American Idol: I am [gone], she cried
Melissa Ruggieri
May 01, 2008
How big a sigh of relief do you think Nigel Lythgoe breathed upon seeing the final tally of this week’s votes?
Can you imagine if Jason Castro had received the fewest after Tuesday’s Paulagate fiasco? I have no doubt that he was legitimately safe, since every 13-year-old not texting by the thousand for Archuletta gives their votes to the bland, dreadlocked one.
But now there’s a reason for the show to have sneakily swapped results.
I did love the many conspiracy theories floating around the Web yesterday in the wake of Paula’s gaffe – and I’ll return to those in a second – but first, we say goodbye to sweet, vulnerable, weepy Brooke White.
It’s really a shame that Syesha Mercado had such a strong week with Neil Diamond’s songs, because she deserved the boot before Brooke, who, while not the best singer, is sort of charming in her inability to truly keep it together.
Even during her swan song of “I Am, I Said,” she forgot the words! But hey, if there’s one thing I admire about these contestants, it’s their ability to, as Bree on “Desperate Housewives” told us this week, put their emotions in an empty box and put that box in an empty closet. Or something housewifey like that.
I’d be a puddle before Ryan even said my name – which is sort of how Brooke reacted last night (think she sneaked a peek at his card on her walk to center stage?).
Anyway, since there is really no suspense left this season and we’re resigned to a David/David face-off (and the wrong David will probably win), let’s get back to the conspiracy theories.
Many Web crawlers insisted that Paula’s Tuesday mistake of critiquing Jason’s second song before he sang it was proof that the producers give the judges scripts to read. Please. As if Simon Cowell would allow anyone to put words in his mouth?
But this is fun, so let me add to the whispering. Tonight, about 20 minutes into the results show, my husband was flipping around our TiVo files and called up the scheduled recording of this coming Tuesday’s show.
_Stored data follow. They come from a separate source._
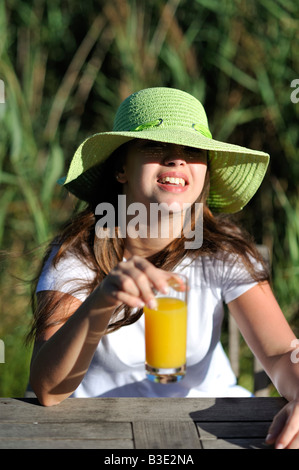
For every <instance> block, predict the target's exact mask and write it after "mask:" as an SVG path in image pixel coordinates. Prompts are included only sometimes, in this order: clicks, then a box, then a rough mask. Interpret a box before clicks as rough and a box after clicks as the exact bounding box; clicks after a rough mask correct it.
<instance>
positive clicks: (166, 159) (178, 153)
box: [163, 145, 187, 166]
mask: <svg viewBox="0 0 299 470" xmlns="http://www.w3.org/2000/svg"><path fill="white" fill-rule="evenodd" d="M163 163H164V165H166V166H184V165H186V163H187V162H186V158H185V156H184V153H183V152H182V150H181V149H180V147H179V146H178V145H171V146H169V147H168V151H167V154H166V155H165V157H164V159H163Z"/></svg>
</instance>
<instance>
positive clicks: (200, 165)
mask: <svg viewBox="0 0 299 470" xmlns="http://www.w3.org/2000/svg"><path fill="white" fill-rule="evenodd" d="M192 173H193V174H192V176H193V179H194V181H196V183H198V184H199V186H200V187H201V189H202V187H203V185H204V182H205V177H206V174H207V165H206V164H200V165H199V166H196V167H195V168H193V172H192Z"/></svg>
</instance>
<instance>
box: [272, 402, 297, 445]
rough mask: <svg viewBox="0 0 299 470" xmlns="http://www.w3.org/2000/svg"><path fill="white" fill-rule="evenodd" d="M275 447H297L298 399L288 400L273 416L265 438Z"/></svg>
mask: <svg viewBox="0 0 299 470" xmlns="http://www.w3.org/2000/svg"><path fill="white" fill-rule="evenodd" d="M266 443H267V444H274V443H275V448H276V449H299V399H297V400H293V401H290V402H289V403H288V404H287V405H285V406H284V407H283V408H282V410H280V412H279V413H277V415H276V416H275V417H274V420H273V422H272V424H271V426H270V428H269V433H268V436H267V438H266Z"/></svg>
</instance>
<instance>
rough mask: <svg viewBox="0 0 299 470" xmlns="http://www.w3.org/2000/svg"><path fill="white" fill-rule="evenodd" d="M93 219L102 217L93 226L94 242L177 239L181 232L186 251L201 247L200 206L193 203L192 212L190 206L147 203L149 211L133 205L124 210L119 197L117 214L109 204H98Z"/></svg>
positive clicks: (155, 203)
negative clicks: (106, 241)
mask: <svg viewBox="0 0 299 470" xmlns="http://www.w3.org/2000/svg"><path fill="white" fill-rule="evenodd" d="M95 215H96V216H102V217H100V218H99V220H98V221H97V223H96V226H95V232H96V236H97V237H98V238H107V237H109V238H115V237H117V236H119V237H121V238H126V237H127V236H129V237H130V238H138V237H140V238H169V237H170V236H171V237H172V238H180V237H181V236H182V232H183V235H184V237H185V239H186V240H188V241H185V248H186V249H197V248H200V247H201V246H202V242H203V203H194V207H193V208H192V204H190V203H183V204H182V205H181V204H179V203H177V202H173V203H172V204H169V205H168V204H166V203H164V202H162V203H150V204H149V207H147V206H145V205H144V204H143V203H141V202H134V203H132V204H129V205H128V206H127V204H126V196H125V195H123V194H121V195H119V196H118V208H117V214H116V213H115V208H114V206H113V205H112V204H111V203H109V202H102V203H100V204H98V205H97V207H96V209H95ZM116 215H117V218H116ZM132 216H133V217H132ZM182 218H183V220H182ZM127 219H128V222H127ZM116 220H117V221H118V222H116ZM192 220H193V224H192ZM116 227H117V228H116Z"/></svg>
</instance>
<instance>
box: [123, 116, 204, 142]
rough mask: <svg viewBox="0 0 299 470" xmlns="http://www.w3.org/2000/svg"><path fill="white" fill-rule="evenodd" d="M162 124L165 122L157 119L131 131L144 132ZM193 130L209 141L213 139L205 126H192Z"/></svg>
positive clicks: (199, 125) (135, 128)
mask: <svg viewBox="0 0 299 470" xmlns="http://www.w3.org/2000/svg"><path fill="white" fill-rule="evenodd" d="M162 122H163V119H156V120H155V121H150V122H146V123H144V124H140V126H137V127H134V128H132V129H130V131H131V132H136V131H144V130H146V129H150V128H152V127H159V126H160V125H161V124H162ZM192 128H193V129H194V130H195V131H197V132H200V133H201V134H202V135H203V136H204V137H208V138H209V139H212V134H211V132H210V131H209V129H208V128H207V126H204V125H203V124H192Z"/></svg>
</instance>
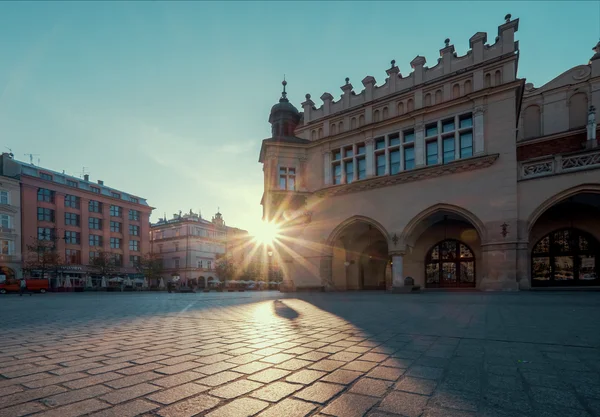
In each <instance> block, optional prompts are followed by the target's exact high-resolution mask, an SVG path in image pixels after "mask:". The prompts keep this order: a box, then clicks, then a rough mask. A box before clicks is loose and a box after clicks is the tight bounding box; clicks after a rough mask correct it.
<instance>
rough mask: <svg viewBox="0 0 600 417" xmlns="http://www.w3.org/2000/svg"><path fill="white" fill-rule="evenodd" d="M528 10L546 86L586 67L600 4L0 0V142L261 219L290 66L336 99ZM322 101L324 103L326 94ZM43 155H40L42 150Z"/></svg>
mask: <svg viewBox="0 0 600 417" xmlns="http://www.w3.org/2000/svg"><path fill="white" fill-rule="evenodd" d="M506 13H511V14H512V15H513V18H517V17H518V18H520V19H521V21H520V24H519V29H520V30H519V32H518V33H517V39H518V40H519V41H520V49H521V58H520V64H519V76H520V77H525V78H527V80H528V82H533V83H534V84H535V85H536V86H539V85H541V84H543V83H545V82H547V81H549V80H551V79H552V78H554V77H555V76H557V75H559V74H560V73H561V72H563V71H565V70H567V69H569V68H571V67H573V66H575V65H579V64H585V63H587V61H588V60H589V58H590V57H591V56H592V54H593V52H592V50H591V48H592V47H593V46H594V44H595V43H596V42H597V41H598V36H599V8H598V3H597V2H589V1H587V2H568V3H567V2H541V1H536V2H529V3H528V2H518V3H509V2H497V3H493V2H479V3H467V2H464V3H461V2H439V3H436V2H420V3H408V2H405V3H402V2H381V3H376V2H369V3H362V2H298V3H291V2H265V3H236V2H221V3H208V2H152V3H146V2H128V3H119V2H65V3H52V2H27V3H17V2H12V3H8V2H1V3H0V145H1V146H2V147H3V150H6V149H5V148H4V147H5V146H7V147H10V148H12V150H13V152H14V154H15V156H16V157H17V158H18V159H21V160H28V158H27V157H26V156H24V154H25V153H36V154H40V156H39V158H40V159H41V165H42V166H44V167H47V168H50V169H54V170H57V171H62V170H63V169H64V170H66V172H67V173H69V174H75V175H79V174H80V173H81V170H82V167H84V166H85V167H87V168H88V169H89V171H90V173H91V179H92V180H94V181H95V180H97V179H102V180H104V181H105V184H106V185H109V186H112V187H114V188H117V189H121V190H124V191H129V192H131V193H134V194H137V195H140V196H142V197H145V198H147V199H148V201H149V203H150V204H151V205H152V206H154V207H156V210H155V212H154V215H153V217H152V218H153V220H156V219H157V218H158V217H159V216H161V217H162V215H163V212H166V213H167V215H168V216H169V217H170V216H171V215H172V213H174V212H176V211H178V210H180V209H181V210H183V211H188V210H189V209H190V208H193V209H194V211H196V210H197V209H198V208H201V209H202V214H203V216H204V217H208V218H210V216H211V215H212V214H213V213H214V212H215V211H216V210H217V207H218V206H220V207H221V211H222V212H223V215H224V218H225V220H226V222H227V223H228V224H229V225H232V226H239V227H243V228H248V229H252V228H253V224H255V223H256V222H257V221H259V219H260V216H261V208H260V198H261V195H262V169H261V165H260V164H259V163H258V151H259V149H260V143H261V140H262V139H263V138H266V137H268V136H269V132H270V126H269V124H268V122H267V119H268V116H269V109H270V107H271V106H272V105H273V104H275V103H276V102H277V100H278V98H279V96H280V91H281V84H280V82H281V79H282V76H283V74H284V73H285V74H286V78H287V80H288V83H289V84H288V91H289V97H290V99H291V101H292V102H293V103H294V104H295V105H296V106H297V107H298V108H300V103H301V102H302V101H303V98H304V95H305V94H306V93H311V94H312V96H313V97H316V98H318V97H320V96H321V94H322V93H323V92H325V91H328V92H330V93H332V94H333V95H334V97H336V99H337V97H339V94H341V91H340V90H339V86H341V85H342V84H343V82H344V81H343V80H344V78H345V77H350V79H351V82H352V83H353V84H354V86H355V88H356V89H357V91H360V89H362V84H361V80H362V79H363V78H364V77H365V76H366V75H372V76H374V77H375V79H376V80H377V81H378V82H379V83H381V82H383V81H384V79H385V76H386V75H385V70H386V69H387V68H388V67H389V62H390V60H391V59H395V60H396V63H397V65H398V66H399V67H400V70H401V72H402V73H403V74H408V73H409V72H410V65H409V62H410V61H411V60H412V59H413V58H414V57H415V56H416V55H423V56H425V57H426V58H427V60H428V65H430V66H433V65H434V64H435V62H436V59H437V57H438V56H439V52H438V51H439V49H440V48H441V47H442V46H443V41H444V39H445V38H447V37H448V38H450V39H451V42H452V43H453V44H454V45H455V47H456V50H457V52H458V54H459V55H462V54H464V53H465V51H466V50H467V49H468V45H469V38H470V37H471V36H472V35H473V34H474V33H476V32H478V31H482V32H488V41H489V42H490V43H493V41H494V38H495V36H496V35H497V27H498V25H499V24H501V23H502V22H503V21H504V20H503V17H504V15H505V14H506ZM315 101H316V102H317V105H320V100H319V99H316V100H315ZM37 158H38V157H36V160H37Z"/></svg>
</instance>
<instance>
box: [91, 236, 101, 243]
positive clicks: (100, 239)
mask: <svg viewBox="0 0 600 417" xmlns="http://www.w3.org/2000/svg"><path fill="white" fill-rule="evenodd" d="M90 246H102V236H100V235H90Z"/></svg>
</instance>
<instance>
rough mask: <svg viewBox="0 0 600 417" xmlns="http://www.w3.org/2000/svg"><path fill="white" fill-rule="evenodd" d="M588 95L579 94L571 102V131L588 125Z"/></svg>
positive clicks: (570, 108)
mask: <svg viewBox="0 0 600 417" xmlns="http://www.w3.org/2000/svg"><path fill="white" fill-rule="evenodd" d="M587 112H588V105H587V95H586V94H585V93H577V94H574V95H572V96H571V99H570V100H569V129H576V128H578V127H584V126H585V125H586V124H587Z"/></svg>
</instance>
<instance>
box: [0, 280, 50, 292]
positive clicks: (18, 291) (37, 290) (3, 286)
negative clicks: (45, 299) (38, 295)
mask: <svg viewBox="0 0 600 417" xmlns="http://www.w3.org/2000/svg"><path fill="white" fill-rule="evenodd" d="M25 284H26V285H27V290H28V291H35V292H40V293H42V294H43V293H45V292H46V291H48V289H49V288H50V285H49V283H48V280H47V279H39V278H25ZM19 287H20V284H19V280H17V279H13V280H7V281H3V282H0V294H6V293H7V292H19Z"/></svg>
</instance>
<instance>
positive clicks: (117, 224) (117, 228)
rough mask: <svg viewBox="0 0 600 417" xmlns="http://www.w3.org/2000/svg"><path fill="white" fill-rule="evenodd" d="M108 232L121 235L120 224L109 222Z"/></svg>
mask: <svg viewBox="0 0 600 417" xmlns="http://www.w3.org/2000/svg"><path fill="white" fill-rule="evenodd" d="M110 231H111V232H116V233H121V223H120V222H114V221H112V220H111V221H110Z"/></svg>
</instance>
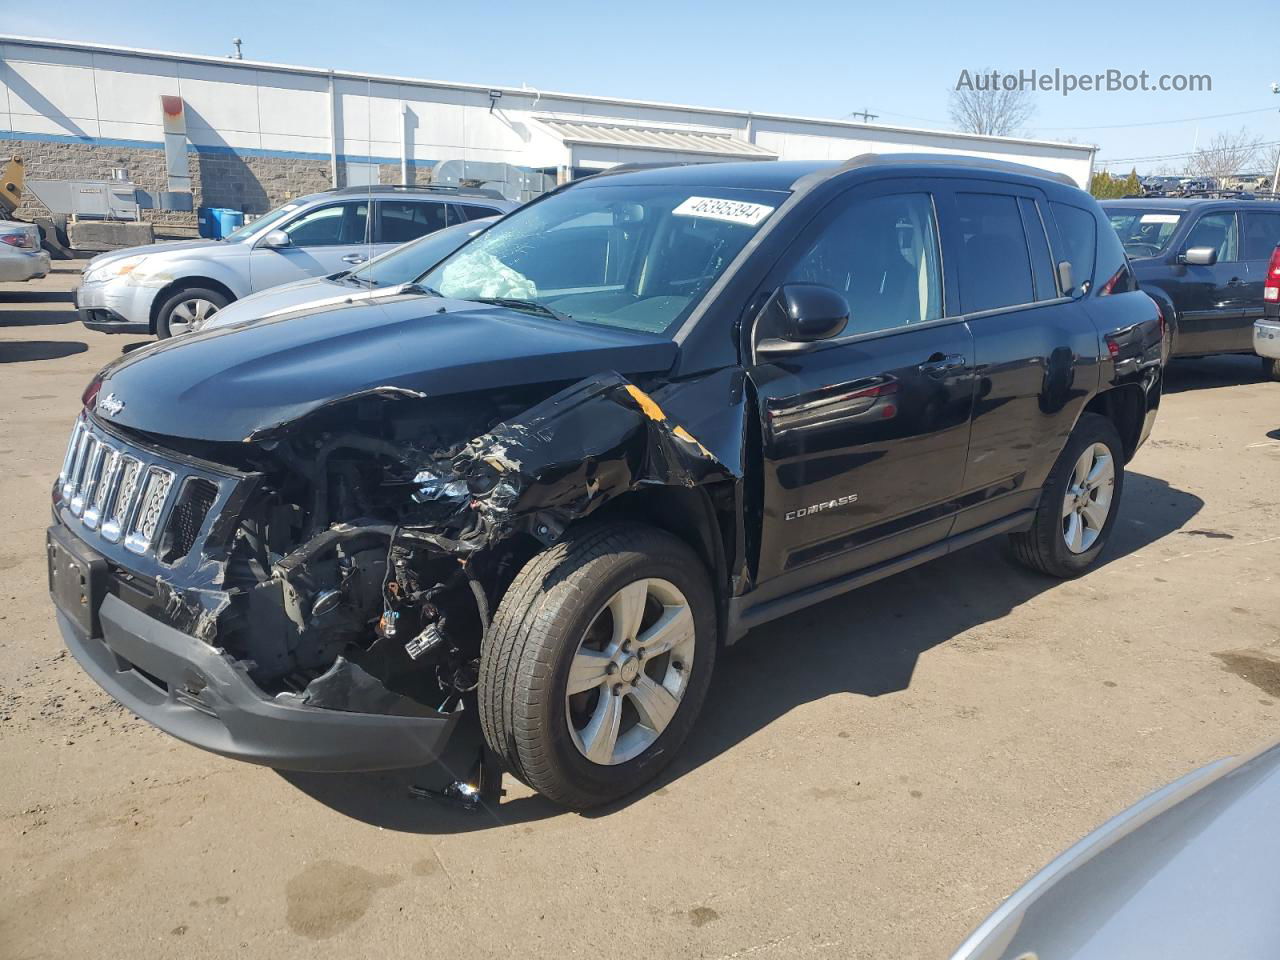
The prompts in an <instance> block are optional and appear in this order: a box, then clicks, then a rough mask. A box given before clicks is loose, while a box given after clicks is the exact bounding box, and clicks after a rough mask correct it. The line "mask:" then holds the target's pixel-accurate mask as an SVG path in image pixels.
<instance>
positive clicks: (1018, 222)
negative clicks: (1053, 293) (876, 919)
mask: <svg viewBox="0 0 1280 960" xmlns="http://www.w3.org/2000/svg"><path fill="white" fill-rule="evenodd" d="M956 216H957V218H959V221H960V306H961V308H963V310H964V312H966V314H977V312H980V311H983V310H998V308H1000V307H1012V306H1018V305H1019V303H1030V302H1032V301H1034V300H1036V294H1034V292H1033V285H1032V264H1030V259H1029V256H1028V253H1027V233H1025V232H1024V230H1023V219H1021V216H1020V215H1019V212H1018V200H1016V198H1015V197H1007V196H1004V195H997V193H957V195H956Z"/></svg>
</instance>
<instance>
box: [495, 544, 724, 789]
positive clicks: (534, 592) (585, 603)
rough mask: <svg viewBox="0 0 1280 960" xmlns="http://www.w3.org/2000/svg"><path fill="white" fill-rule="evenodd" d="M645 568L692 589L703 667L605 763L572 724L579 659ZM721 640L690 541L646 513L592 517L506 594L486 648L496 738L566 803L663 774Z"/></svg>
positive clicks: (668, 761) (684, 740) (706, 575)
mask: <svg viewBox="0 0 1280 960" xmlns="http://www.w3.org/2000/svg"><path fill="white" fill-rule="evenodd" d="M640 579H662V580H666V581H668V582H669V584H672V585H675V586H676V588H677V589H678V590H680V591H681V593H682V594H684V596H685V599H686V600H687V603H689V608H690V612H691V614H692V621H694V655H692V667H691V669H690V676H689V678H687V681H686V686H685V692H684V695H682V698H681V700H680V704H678V707H677V708H676V712H675V714H673V717H672V718H671V721H669V723H668V724H667V727H666V728H664V730H663V731H662V733H660V735H659V736H658V737H657V739H655V740H654V742H653V744H652V745H649V748H648V749H645V750H644V751H643V753H640V754H639V755H637V756H635V758H632V759H630V760H626V762H623V763H618V764H616V765H605V764H598V763H594V762H591V760H589V759H588V758H586V756H585V755H584V754H582V753H581V751H580V750H579V748H577V746H576V744H575V742H573V739H572V736H571V733H570V722H568V719H567V704H566V689H567V682H568V671H570V664H571V663H572V660H573V658H575V655H576V654H577V650H579V644H580V641H581V640H582V637H584V636H585V635H586V631H588V628H589V627H590V626H591V625H593V622H594V621H595V618H596V614H598V613H600V612H602V609H603V607H604V605H605V604H607V603H608V600H609V598H612V596H613V595H614V594H616V593H617V591H618V590H621V589H622V588H623V586H626V585H627V584H631V582H635V581H637V580H640ZM716 646H717V641H716V602H714V596H713V593H712V588H710V582H709V580H708V576H707V571H705V570H704V567H703V564H701V562H700V561H699V558H698V556H696V554H695V553H694V552H692V550H691V549H690V548H689V547H687V545H686V544H685V543H684V541H681V540H678V539H677V538H675V536H672V535H671V534H668V532H666V531H662V530H657V529H654V527H650V526H644V525H640V524H630V522H627V524H607V525H600V526H594V527H585V529H584V530H582V531H581V532H579V534H576V535H575V534H571V535H570V536H568V538H567V539H566V540H564V541H562V543H558V544H556V545H553V547H549V548H548V549H545V550H543V552H541V553H539V554H538V556H536V557H534V558H532V559H531V561H529V563H527V564H525V567H524V570H521V572H520V575H518V576H517V577H516V580H515V582H512V585H511V588H509V589H508V590H507V593H506V595H504V596H503V599H502V602H500V603H499V605H498V612H497V614H495V616H494V620H493V623H492V626H490V630H489V635H488V636H486V637H485V644H484V650H483V652H481V659H480V689H479V701H480V703H479V707H480V723H481V727H483V730H484V736H485V740H486V741H488V744H489V746H490V749H493V750H494V751H495V753H497V754H498V755H499V756H500V758H502V760H503V762H504V763H506V765H507V768H508V769H509V771H511V772H512V773H513V774H515V776H516V777H518V778H520V780H522V781H524V782H525V783H527V785H529V786H530V787H532V788H534V790H536V791H538V792H539V794H541V795H543V796H545V797H548V799H549V800H552V801H554V803H557V804H562V805H564V806H570V808H573V809H585V808H589V806H596V805H599V804H605V803H609V801H611V800H616V799H618V797H621V796H625V795H626V794H630V792H631V791H632V790H636V788H637V787H640V786H641V785H644V783H645V782H648V781H650V780H653V778H654V777H655V776H657V774H658V773H659V772H660V771H662V769H663V767H666V765H667V763H669V762H671V759H672V756H673V755H675V753H676V751H677V750H678V749H680V746H681V744H682V742H684V741H685V737H686V736H687V735H689V731H690V730H691V728H692V726H694V722H695V719H696V718H698V714H699V712H700V710H701V707H703V701H704V700H705V699H707V689H708V685H709V684H710V677H712V671H713V668H714V663H716Z"/></svg>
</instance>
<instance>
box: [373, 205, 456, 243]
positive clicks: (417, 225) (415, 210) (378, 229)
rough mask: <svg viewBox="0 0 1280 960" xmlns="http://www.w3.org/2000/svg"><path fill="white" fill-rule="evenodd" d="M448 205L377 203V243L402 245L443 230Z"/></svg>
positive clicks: (447, 209) (446, 213)
mask: <svg viewBox="0 0 1280 960" xmlns="http://www.w3.org/2000/svg"><path fill="white" fill-rule="evenodd" d="M447 211H448V206H447V205H445V204H433V202H426V201H421V200H416V201H415V200H380V201H379V202H378V239H376V242H378V243H406V242H408V241H411V239H417V238H419V237H425V236H426V234H428V233H435V232H436V230H439V229H442V228H444V225H445V218H447Z"/></svg>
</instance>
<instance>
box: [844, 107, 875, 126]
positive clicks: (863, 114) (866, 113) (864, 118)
mask: <svg viewBox="0 0 1280 960" xmlns="http://www.w3.org/2000/svg"><path fill="white" fill-rule="evenodd" d="M849 116H861V118H863V123H870V122H872V120H874V119H877V118H878V116H879V114H870V113H867V111H865V110H851V111H850V113H847V114H845V118H849Z"/></svg>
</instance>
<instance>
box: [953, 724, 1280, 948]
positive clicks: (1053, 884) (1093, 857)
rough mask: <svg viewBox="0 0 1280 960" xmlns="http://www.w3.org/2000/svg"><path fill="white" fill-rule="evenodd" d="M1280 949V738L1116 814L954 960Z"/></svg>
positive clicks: (1177, 784) (1045, 869)
mask: <svg viewBox="0 0 1280 960" xmlns="http://www.w3.org/2000/svg"><path fill="white" fill-rule="evenodd" d="M1276 956H1280V744H1275V745H1272V746H1270V748H1267V749H1265V750H1262V751H1260V753H1257V754H1253V755H1251V756H1247V758H1244V759H1228V760H1219V762H1216V763H1212V764H1210V765H1208V767H1204V768H1202V769H1199V771H1196V772H1193V773H1189V774H1188V776H1185V777H1183V778H1181V780H1178V781H1175V782H1174V783H1170V785H1169V786H1167V787H1164V788H1162V790H1158V791H1157V792H1155V794H1152V795H1151V796H1148V797H1147V799H1144V800H1142V801H1140V803H1138V804H1137V805H1134V806H1132V808H1129V809H1128V810H1125V812H1124V813H1121V814H1120V815H1117V817H1115V818H1114V819H1111V820H1108V822H1107V823H1106V824H1103V826H1102V827H1101V828H1100V829H1097V831H1094V832H1093V833H1091V835H1089V836H1087V837H1085V838H1084V840H1082V841H1080V842H1079V844H1076V845H1075V846H1073V847H1071V849H1070V850H1068V851H1066V852H1065V854H1062V855H1061V856H1059V858H1057V859H1056V860H1053V863H1051V864H1050V865H1048V867H1046V868H1044V869H1043V870H1041V872H1039V873H1038V874H1036V876H1034V877H1033V878H1032V879H1030V881H1028V882H1027V883H1025V884H1024V886H1023V887H1021V888H1019V890H1018V891H1015V892H1014V895H1012V896H1010V897H1009V900H1006V901H1005V904H1004V905H1002V906H1001V908H1000V909H998V910H996V913H993V914H992V915H991V916H989V918H987V920H986V922H984V923H983V924H982V925H980V927H978V929H975V931H974V932H973V933H970V934H969V937H968V938H966V940H965V942H964V943H963V945H961V946H960V948H959V950H957V951H956V952H955V954H954V956H952V960H1147V959H1148V957H1149V959H1152V960H1155V959H1157V957H1158V960H1210V959H1212V960H1257V959H1260V957H1276Z"/></svg>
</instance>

In the info box that pops up with show information, it said, “The remaining finalists compete. David Archuleta, Jason Castro, David Cook, Syesha Mercado.”
Hmmmm. Now, this was 40 minutes BEFORE the results show ended, and whose name was missing? So, is TiVo just listing the contestants alphabetically and only had room for four names, and since Brooke’s last name would be last on a list, she got bumped?
I don’t know, people. You all had some pretty wild ideas about Paula yesterday, so you tell me.
[Disclaimer: For the record, I have no doubt this is a coincidence and Brooke drew the short straw in the alphabet lottery].
Ryan did reference Tuesday’s issue, but in a weird context. “The rumors are not true,” he said about Paula. “She’s part of our family and we love her.”
So…what rumors? Were people really clamoring for a Paula firing? Oh, c’mon, she’s the most entertaining part of the show! I’d rather watch her fumble and stumble every week than sit through Neil Diamond performing a new song so hokey, it makes “Red, Red Wine” sound poetic (though I must say, he’s aged well, both in voice and [possibly-with-help-of-plastic-surgery] looks.
Next week, the remaining quartet tackle songs from the Rock and Roll Hall of Fame. I guess that means we could hear anything from Madonna’s “Ray of Light” to Van Halen’s “Panama” to The Doors’ “Break On Through” (oh, Michael Johns, where ARE you?) to Bobby Darin’s “Splish Splash” (that should fit in Archuletta’s wheelhouse).
I don’t know. After all of this week’s nonsense, I’m a little over the show. Just me, or are you feeling a little less “Idol” love, too?